An Ingush policeman who identified himself only by his first name, Musa, said that the attacks appeared to be timed around the changing of the guard at the Kavkaz checkpoint, the biggest army and police checkpoint on the main highway between Chechnya and Ingushetia, shortly before midnight Monday.

Many soldiers were killed in ambushes, while police and other law enforcement officials were shot and killed after being called to work after an official alert was issued, Musa said. The officials were stopped at checkpoints set up by the gunmen, who checked their identification papers. He said the gunmen disarmed and tied up some traffic policemen but spared their lives.

In a lightning visit to Ingushetia on Tuesday, Russian President Vladimir Putin said a regiment of Interior Ministry forces would be stationed permanently there, raising the Kremlin's troop commitment to the troubled Caucasus region.

The coordinated assaults by heavily armed fighters on police and border guards facilities in the main Ingush city of Nazran and several smaller settlements was a graphic demonstration of Russian forces' vulnerability to guerrilla fighters. Ingush police said that many of their number were killed in along the road as militants stopped official cars at checkpoints and inspected identification papers.

For the approximately four hours that the fighting raged, the militants — whom Ingush police estimated to number up to 200 — controlled police checkpoints along much of the 35-mile Ingush stretch of the Trans-Caucasus highway, the main route used by the Russian military in the region.

Thousands of Russian troops streamed into Ingushetia Tuesday to search for the attackers, who were believed to have escaped into the thick woods along the Chechen border, over the mountains into Georgia, or back to their hometowns in Ingushetia itself. Musa, the Ingush policemen, said that most of the attackers were believed to be Ingush, not Chechen.

Putin, meeting with Ingush President Murat Zyazikov, said the search for the attackers must go on "as long as necessary."

"It's a new attempt, not the first one, to intimidate the Ingush, intimidate the leadership of the republic, and destabilize the situation in the south of Russia," Putin was quoted as saying by the Interfax news agency.

Five alleged attackers were detained, Ingush Interior Ministry spokesman Yakhya Khadziyev said. Two of the suspects were wounded.

Chechen Interior Minister Alu Alkhanov, the Kremlin's candidate to replace slain Chechen President Akhmad Kadyrov, said that the attacks had been led by an Ingushetia-based rebel leader, Magomed Yevloyev, Interfax said. His deputy, Ruslan Alkhanov, told Interfax that Yevloyev was a leader of the extremist Wahhabi Islamic group.

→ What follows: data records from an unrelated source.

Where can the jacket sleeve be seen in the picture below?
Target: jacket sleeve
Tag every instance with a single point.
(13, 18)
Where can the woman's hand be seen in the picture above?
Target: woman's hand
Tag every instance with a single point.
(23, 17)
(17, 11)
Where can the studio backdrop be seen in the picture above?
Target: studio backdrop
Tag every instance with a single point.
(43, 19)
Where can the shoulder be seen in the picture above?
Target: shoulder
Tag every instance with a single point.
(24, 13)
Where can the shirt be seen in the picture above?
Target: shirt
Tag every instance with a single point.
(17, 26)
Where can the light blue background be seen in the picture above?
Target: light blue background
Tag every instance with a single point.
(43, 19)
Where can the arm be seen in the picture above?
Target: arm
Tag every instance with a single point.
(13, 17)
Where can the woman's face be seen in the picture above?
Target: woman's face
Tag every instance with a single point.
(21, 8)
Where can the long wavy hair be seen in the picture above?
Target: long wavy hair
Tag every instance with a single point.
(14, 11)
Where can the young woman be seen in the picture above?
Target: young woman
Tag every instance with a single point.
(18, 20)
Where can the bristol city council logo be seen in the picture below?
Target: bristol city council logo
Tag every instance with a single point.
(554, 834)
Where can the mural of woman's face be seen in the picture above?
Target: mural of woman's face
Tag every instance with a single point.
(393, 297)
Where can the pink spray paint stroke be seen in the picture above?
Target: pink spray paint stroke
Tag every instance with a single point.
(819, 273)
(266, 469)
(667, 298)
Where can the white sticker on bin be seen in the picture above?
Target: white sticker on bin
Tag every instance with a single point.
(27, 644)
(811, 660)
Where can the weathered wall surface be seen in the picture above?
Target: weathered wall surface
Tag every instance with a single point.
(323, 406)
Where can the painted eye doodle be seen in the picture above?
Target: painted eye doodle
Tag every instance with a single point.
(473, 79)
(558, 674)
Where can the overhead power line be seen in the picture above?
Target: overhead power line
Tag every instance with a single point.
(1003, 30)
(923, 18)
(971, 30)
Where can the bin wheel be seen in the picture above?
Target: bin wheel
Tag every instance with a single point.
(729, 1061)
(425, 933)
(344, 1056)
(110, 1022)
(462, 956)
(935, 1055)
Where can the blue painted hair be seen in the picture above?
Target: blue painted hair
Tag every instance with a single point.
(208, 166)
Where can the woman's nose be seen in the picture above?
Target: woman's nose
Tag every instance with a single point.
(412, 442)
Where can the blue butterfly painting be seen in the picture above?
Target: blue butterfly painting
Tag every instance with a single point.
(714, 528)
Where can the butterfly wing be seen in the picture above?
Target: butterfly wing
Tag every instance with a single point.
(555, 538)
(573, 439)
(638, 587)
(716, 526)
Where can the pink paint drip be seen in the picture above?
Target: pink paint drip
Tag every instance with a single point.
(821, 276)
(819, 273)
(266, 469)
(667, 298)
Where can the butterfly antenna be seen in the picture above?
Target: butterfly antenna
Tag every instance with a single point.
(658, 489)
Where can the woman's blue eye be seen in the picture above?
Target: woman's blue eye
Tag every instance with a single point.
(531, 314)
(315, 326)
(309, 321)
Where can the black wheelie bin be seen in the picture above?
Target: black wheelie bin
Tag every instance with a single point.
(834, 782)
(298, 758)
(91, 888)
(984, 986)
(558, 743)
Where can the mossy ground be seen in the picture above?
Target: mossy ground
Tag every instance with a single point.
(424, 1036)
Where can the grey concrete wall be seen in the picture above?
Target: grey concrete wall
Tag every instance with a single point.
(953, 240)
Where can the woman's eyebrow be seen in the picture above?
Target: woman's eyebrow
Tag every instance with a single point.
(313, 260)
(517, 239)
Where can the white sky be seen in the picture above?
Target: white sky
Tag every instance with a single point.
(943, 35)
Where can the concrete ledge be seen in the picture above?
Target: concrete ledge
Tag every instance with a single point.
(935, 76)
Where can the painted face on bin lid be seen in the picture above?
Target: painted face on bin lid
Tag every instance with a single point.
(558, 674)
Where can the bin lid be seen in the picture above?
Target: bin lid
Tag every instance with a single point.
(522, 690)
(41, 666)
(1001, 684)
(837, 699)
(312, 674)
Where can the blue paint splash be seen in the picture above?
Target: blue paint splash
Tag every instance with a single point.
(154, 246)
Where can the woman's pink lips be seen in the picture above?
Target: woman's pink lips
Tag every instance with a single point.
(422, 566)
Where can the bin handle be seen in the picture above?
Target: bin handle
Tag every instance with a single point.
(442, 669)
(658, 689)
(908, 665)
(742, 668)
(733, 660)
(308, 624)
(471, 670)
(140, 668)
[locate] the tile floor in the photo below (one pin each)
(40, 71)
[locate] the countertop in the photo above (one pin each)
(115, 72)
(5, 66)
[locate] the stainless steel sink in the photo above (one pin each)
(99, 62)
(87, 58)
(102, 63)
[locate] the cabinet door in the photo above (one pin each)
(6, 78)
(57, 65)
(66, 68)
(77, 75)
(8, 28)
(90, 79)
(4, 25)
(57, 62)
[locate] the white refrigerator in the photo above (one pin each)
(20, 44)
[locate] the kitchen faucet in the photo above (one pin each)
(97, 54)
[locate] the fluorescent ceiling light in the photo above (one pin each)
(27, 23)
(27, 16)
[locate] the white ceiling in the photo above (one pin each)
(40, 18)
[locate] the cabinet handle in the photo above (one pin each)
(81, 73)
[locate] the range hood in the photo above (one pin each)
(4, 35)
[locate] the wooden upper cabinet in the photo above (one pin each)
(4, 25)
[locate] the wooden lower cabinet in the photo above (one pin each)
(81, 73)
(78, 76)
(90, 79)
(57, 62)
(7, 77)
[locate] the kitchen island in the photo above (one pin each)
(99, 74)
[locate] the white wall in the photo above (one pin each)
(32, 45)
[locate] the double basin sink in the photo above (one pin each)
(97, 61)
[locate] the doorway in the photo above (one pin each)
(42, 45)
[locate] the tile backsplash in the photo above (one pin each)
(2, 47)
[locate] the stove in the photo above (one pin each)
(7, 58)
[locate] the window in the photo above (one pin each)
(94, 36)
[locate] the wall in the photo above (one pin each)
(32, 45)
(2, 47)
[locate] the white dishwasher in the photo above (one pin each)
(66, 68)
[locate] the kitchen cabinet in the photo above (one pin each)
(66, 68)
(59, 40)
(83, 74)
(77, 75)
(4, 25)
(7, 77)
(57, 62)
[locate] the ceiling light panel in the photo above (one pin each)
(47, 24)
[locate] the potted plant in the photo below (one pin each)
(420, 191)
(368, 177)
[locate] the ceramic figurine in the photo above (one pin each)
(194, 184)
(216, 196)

The brazen assaults raised new doubts about the Kremlin's strategy in Chechnya. Unable to defeat the rebels and refusing to negotiate with them, the Kremlin instead has banked on restoring stability through civil measures, including holding elections for a Chechen president and promising the republic a substantial amount of autonomy.

Kremlin-backed Chechen president Akhmad Kadyrov was assassinated in May, and Aslan Maskhadov, Chechnya's former separatist president, said last week that the rebels were preparing new offensives.

Maj. Gen. Ilya Shabalkin, spokesman for the Russian forces in Chechnya, accused Chechen rebels of planning the attacks, but said the raids were carried out by fighters recruited from both Chechnya and Ingushetia, the Interfax-Military News Agency reported.

Although the Chechen war occasionally spilled into Ingushetia, the republic has remained comparatively stable, and a significant recruitment of Ingush fighters could foretell a wide spread of the war beyond Chechnya.

"The attacks were clearly saber rattling, aimed to demonstrate the rebels' effectiveness to attract funding from foreign terrorist networks," Shabalkin was quoted as saying.

Although Chechnya is a largely Muslim region in overwhelmingly Christian Russia, the first of Chechnya's two wars was an essentially secular conflict. After Russian troops pulled out when Chechen rebels fought them to a standstill, the separatists increasingly took on a specifically Islamic mantle.

Flags flew at half-staff and all entertainment programs in Ingushetia were canceled from Wednesday through Friday to mark the official mourning period.